New UNC-Chapel Hill center helps prepare North Carolina for increasing environmental threats
The Center for Resilient Communities and Environment is working with North Carolina communities to understand their vulnerability to natural stressors and help them develop strategies to strengthen their community’s resilience.
Preparing for a hurricane is more than just last-minute modifications and taking temporary measures to protect lives and property. It requires complex long-term planning that examines nearly every aspect of a community, from establishing proper building codes to determining where developers can build homes and businesses.
“It’s about building capacity to look into the future to anticipate the risk and then be able to reduce your vulnerability and recover into healthier, less vulnerable and more equitable places rather than recover — but worse than before,” said Philip Berke, a research professor in Carolina’s Department of City and Regional Planning.
A new center, led by Berke, at Carolina’s Institute for the Environment is helping communities better prepare and plan for hurricanes and future risks posed by climate change. The Center for Resilient Communities and Environment will work with North Carolina communities to understand their vulnerability to natural stressors and help them develop strategies to strengthen their community’s resilience.
“This new center will provide critical information to improve decision making by all stakeholders,” said Mike Piehler, director of the UNC Institute for the Environment. “A community-based research approach, considering the social and natural systems as necessarily linked, will be the hallmark of this transdisciplinary effort.”

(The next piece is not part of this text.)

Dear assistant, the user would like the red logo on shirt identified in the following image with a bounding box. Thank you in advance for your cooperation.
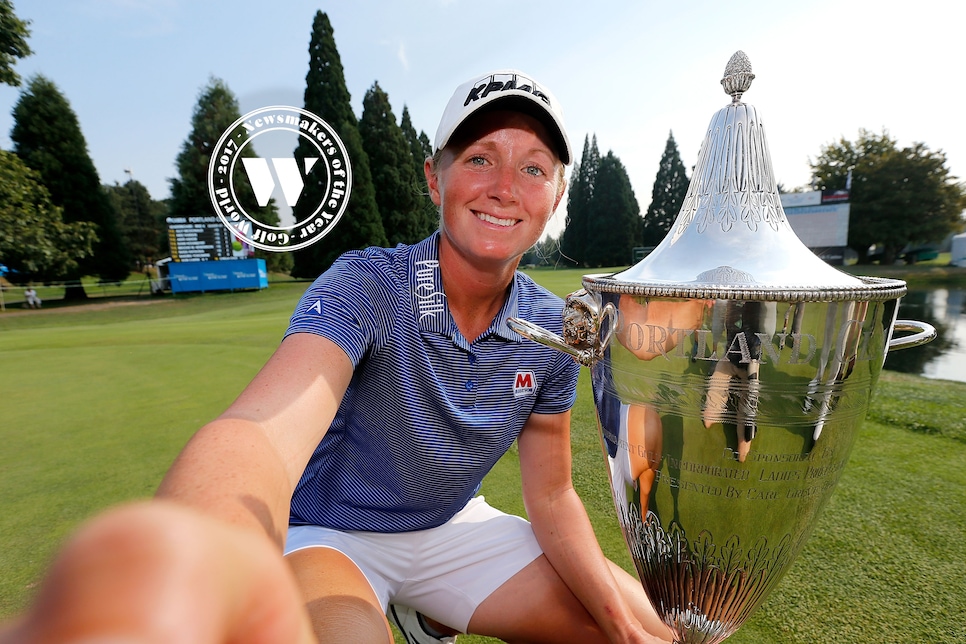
[513,371,537,398]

The center, which launched this spring, will pull together marine scientists, geographers, city planners and public health professionals to understand the new challenges climate change presents, and then translate that research directly to local governments to develop thorough long-term plans that will help communities adapt in the face of the increasing environmental threats.
That outreach and engagement with the communities are at the core of the center’s mission, said Berke.

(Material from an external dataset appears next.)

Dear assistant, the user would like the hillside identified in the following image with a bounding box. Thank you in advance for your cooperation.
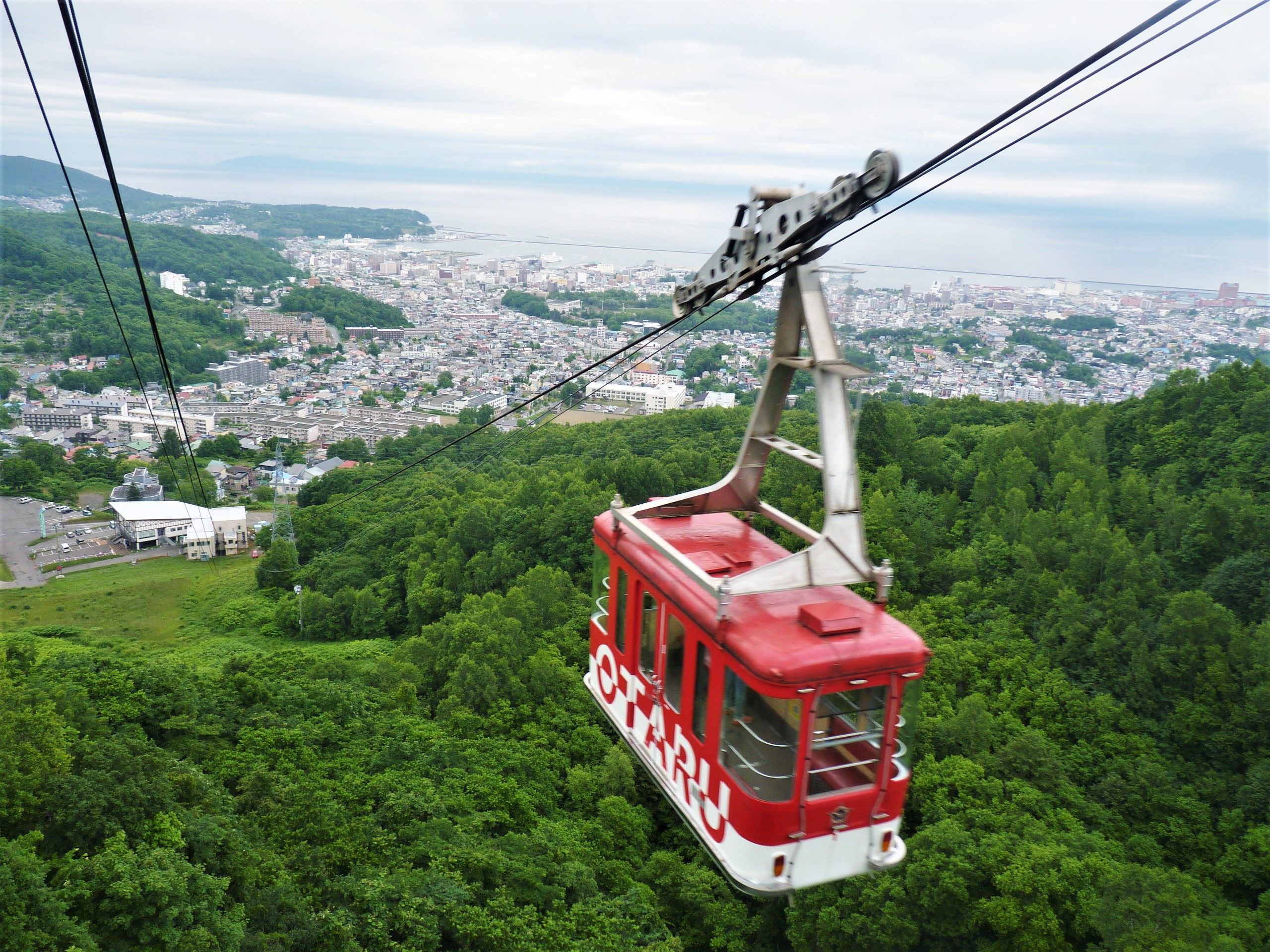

“Our society is in a position of knowing more, but losing more. So, we don’t want to do research that can only be understood by the scientists and the engineers. We’re trying to provide the research so that it can be taken up at the local level,” he said. “Better hazard maps and more refined forecasts will be important, but they will not necessarily reduce damages unless data is translated in ways that equip people with knowledge they can use. We believe that we have to engage communities and work with them.”

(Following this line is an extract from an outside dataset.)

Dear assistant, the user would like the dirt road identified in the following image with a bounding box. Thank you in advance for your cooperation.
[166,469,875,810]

Bringing the information to the communities can ultimately save lives and money by helping local officials develop thorough and coordinated local development plans that examine all planning sectors, including land use, economic development, affordable housing and transportation through the lens of environmental resiliency.
To lead the center in these efforts, Berke will draw on his years of experience helping communities evaluate and coordinate local plans that reduce risks from current natural hazards and future climate change through his Plan Integration for Resilience Scorecard project.
“Phil is an internationally renowned resilience researcher and problem-solver,” Piehler said. “He is an effective team builder and a fantastic colleague who makes everyone around him better. I am thrilled to have him leading this new center.”
With the Resilience Scorecard program, Berke and his students have worked with 14 cities around the world to break down the siloed plans from various community stakeholders and officials and work toward the singular goal of community resiliency. The project was developed with financial support from the National Science Foundation and the Department of Homeland Security’s Coastal Resilience Center, which is based at UNC-Chapel Hill.
“We geographically stack the plans on top of each other, and we’re able to look at the neighborhood-scale where the plans work together and where they work against each other,” he said. “We want to be able to make plans to anticipate and collaborate and work together, but part of that planning is the implementation.”
Berke now plans to bring the same process to the Center for Resilient Communities and Environment to help North Carolina plan for the uncertainty of future hurricanes by assisting local officials on how to address vulnerabilities and adapt before it’s too late.
“You’re never going to be perfect, but you’re anticipating and trying to organize about how you might adapt and understand what kind of information, roles and responsibilities you need to make those adaptations,” he said. “That’s very hard to do in the middle of everything. If you’re taking ad hoc reactions, rather than proactively planning and managing, it’s a very different outcome that you’ll get.”